Adventures / Family & Relationships / Food, Glorious Food!

It was a weekend of firsts – well, A First. After living in the area nearly my entire life, I finally made my way to the Owego Strawberry Festival on Saturday. Was fortunate to get a parking space at the DMV Lot. The biggest reason I’ve never gone to this is I’ve never been with anyone who was in the least bit interested in going. Interested or not, Jim agreed to being dragged about crowded Downtown Owego. Trust me, he needs it to be socialized now and again. He’d be a hermit if I let him. In previous relationships I’ve always been the homebody-hermit half so it’s an adjustment for us both – a good one.

Anywho! The lure of strawberries and live tunes and whatever else they had there pulled us both away from our computers for a few hours and out into the sunshine amongst our fellow humanoids. Was a nice walk about, taking in the numerous tie-dye clothing vendors, jewelry hawkers, canned & baked goodies, arts & crafts to beat the band and oh.. yeah, strawberries. To be honest, had I not KNOWN it was a Strawberry Festival, I – erm – probably won’t have, well, known. I’m gonna guess there were a hundred or so vendors at this annual shindig. I think I saw five or six that were selling strawberry-related foods. Strawberry shortcake was there, of course. Strawberry Lemonade made a couple of appearances. The drink of choice at the two bars within the Festival Zone was – you guessed it, The Strawberry Daiquiri. Was hoping for a Strawberry Funnel Cake or maybe some Strawberry Ice Cream. Didn’t see any. The one place I saw that sold strawberries in the raw, as it were, was loading up their truck getting ready to leave as we walked by at about 4:00 on Saturday. I was hoping to see someone dressed as a giant strawberry making their rounds for silly pictures. Nope. *le sigh* There were a couple of good bands there, though and we enjoyed what we heard of them. Someplace you could get an air boat ride on the river but wasn’t able to really find out where it launched from.

We strolled outta there about five and ended up stopping in Candor at Iron Kettle Farm for strawberries.

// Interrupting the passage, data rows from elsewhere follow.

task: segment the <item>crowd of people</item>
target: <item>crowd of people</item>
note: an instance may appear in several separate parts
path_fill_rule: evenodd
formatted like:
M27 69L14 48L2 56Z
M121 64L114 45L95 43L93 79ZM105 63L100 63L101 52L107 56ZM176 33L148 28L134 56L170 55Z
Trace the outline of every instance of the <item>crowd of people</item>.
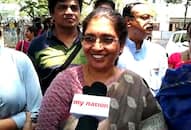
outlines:
M171 84L182 85L170 78L171 71L190 75L180 68L189 68L191 47L183 52L185 60L183 53L167 57L162 46L147 40L154 17L148 3L127 4L120 14L113 0L96 0L79 26L82 5L83 0L48 0L51 17L43 28L34 19L15 50L0 39L0 130L77 129L73 97L95 82L106 85L111 99L109 116L97 130L175 130L179 123L168 118L162 96ZM191 46L191 22L187 33Z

Was real quiet there – we’ll go back again and subject ourselves to their pumpkin madness in the fall.

Met my dad for breakfast on Sunday and after we’d solved all the world’s problems over coffee, we got onto the subject of local festivals. Owego has strawberries, Marathon has maple syrup, Newark Valley took the apple, heck even lil ol RIchford does a weekend dedicated to the potato. Binghamton has a Fairy Festival. In fact, I saw a few of their folks in Owego handing out fliers. It was REALLY hard to miss the 7 foot tall guy dressed in purple wearing matching purple fairy wings. No, he wasn’t a stilt-walker. Oh, and we can’t leave out the Scarecrow Contest held in Candor at their Fall Festival, laws no! M-O-O-N, that spells Scarecrow! Sadly, my own hometown is without a festival. Maybe Corn. They have a lot of corn out there.

A couple hours later, Dad and I parted company. I love spending time with my Dad. Always have. As I’ve gotten older, I’ve become more and more aware of how blessed I am when it comes to my parents. I truly could not have asked for better people to raise me. Oh, sure, they MAY have had a wild party now and then and they MAY have been such regulars at a local bar that I, at the age of around 12, could go and order a round of drinks for them without the bartender batting an eyelash, but they were always good people and always treated my brother and I fairly. They were encouraging and loving and much to my mother’s dismay – Dad and I were perhaps a bit goofier in public than she would have liked us to be. That was only on vacations, of course *cough* where Dad would apply the ‘We’re never going to see these people again” logic when Mom would strongly suggest he and I calm down. I tried to use this logic on my own kids but they didn’t quite buy into it as much as I did when young.

I’m gonna start working on getting Jim to go for it a bit more… one festival at a time.